There are some research papers on the topic:

  • Efficient Reinforcement Learning Through Evolving Neural Network Topologies (2002)
  • Reinforcement Learning Using Neural Networks, with Applications to Motor Control
  • Reinforcement Learning Neural Network To The Problem Of Autonomous Mobile Robot Obstacle Avoidance

And some code:

  • Code examples for neural network reinforcement learning.
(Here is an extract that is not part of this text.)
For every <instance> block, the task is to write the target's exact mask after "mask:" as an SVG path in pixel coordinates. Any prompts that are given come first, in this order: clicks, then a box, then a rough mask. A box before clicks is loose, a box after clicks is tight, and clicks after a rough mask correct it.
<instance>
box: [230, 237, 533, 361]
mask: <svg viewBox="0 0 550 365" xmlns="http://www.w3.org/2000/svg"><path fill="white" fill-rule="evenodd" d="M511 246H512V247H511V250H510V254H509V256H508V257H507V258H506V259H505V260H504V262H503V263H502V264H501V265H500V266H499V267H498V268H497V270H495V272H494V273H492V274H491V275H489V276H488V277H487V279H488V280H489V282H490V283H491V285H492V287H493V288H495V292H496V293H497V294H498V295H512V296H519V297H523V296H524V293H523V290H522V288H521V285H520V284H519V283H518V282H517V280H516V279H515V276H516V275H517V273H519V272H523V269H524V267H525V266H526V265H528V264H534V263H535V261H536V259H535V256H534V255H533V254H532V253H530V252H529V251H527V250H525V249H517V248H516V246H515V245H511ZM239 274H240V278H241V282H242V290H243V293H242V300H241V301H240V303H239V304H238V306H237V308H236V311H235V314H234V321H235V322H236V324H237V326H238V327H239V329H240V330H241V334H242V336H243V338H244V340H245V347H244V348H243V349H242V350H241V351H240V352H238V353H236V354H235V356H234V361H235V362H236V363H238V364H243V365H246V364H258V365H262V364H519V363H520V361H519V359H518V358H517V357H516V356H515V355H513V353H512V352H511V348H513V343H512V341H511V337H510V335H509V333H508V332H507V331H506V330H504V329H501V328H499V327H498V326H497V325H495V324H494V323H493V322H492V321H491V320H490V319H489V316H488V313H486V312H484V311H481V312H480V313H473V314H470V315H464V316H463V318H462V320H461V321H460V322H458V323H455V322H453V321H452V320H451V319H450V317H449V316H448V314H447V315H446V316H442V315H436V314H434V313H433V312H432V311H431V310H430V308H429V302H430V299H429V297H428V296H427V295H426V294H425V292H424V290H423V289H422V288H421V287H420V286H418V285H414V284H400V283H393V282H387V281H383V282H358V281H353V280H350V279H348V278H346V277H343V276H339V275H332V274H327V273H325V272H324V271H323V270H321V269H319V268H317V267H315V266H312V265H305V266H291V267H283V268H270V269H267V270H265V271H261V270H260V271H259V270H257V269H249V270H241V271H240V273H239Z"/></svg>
Those are just some of the top google search results on the topic. The first couple of papers look like they're pretty good, although I haven't read them personally. I think you'll find even more information on neural networks with reinforcement learning if you do a quick search on Google Scholar.

Solution 2:

If the output that lead to a reward r is backpropagated into the network r times, you will reinforce the network proportionally to the reward. This is not directly applicable to negative rewards, but I can think of two solutions that will produce different effects:

1) If you have a set of rewards in a range rmin-rmax, rescale them to 0-(rmax-rmin) so that they are all non-negative. The bigger the reward, the stronger the reinforcement that is created.

2) For a negative reward -r, backpropagate a random output r times, as long as it's different from the one that lead to the negative reward. This will not only reinforce desirable outputs, but also diffuses or avoids bad outputs.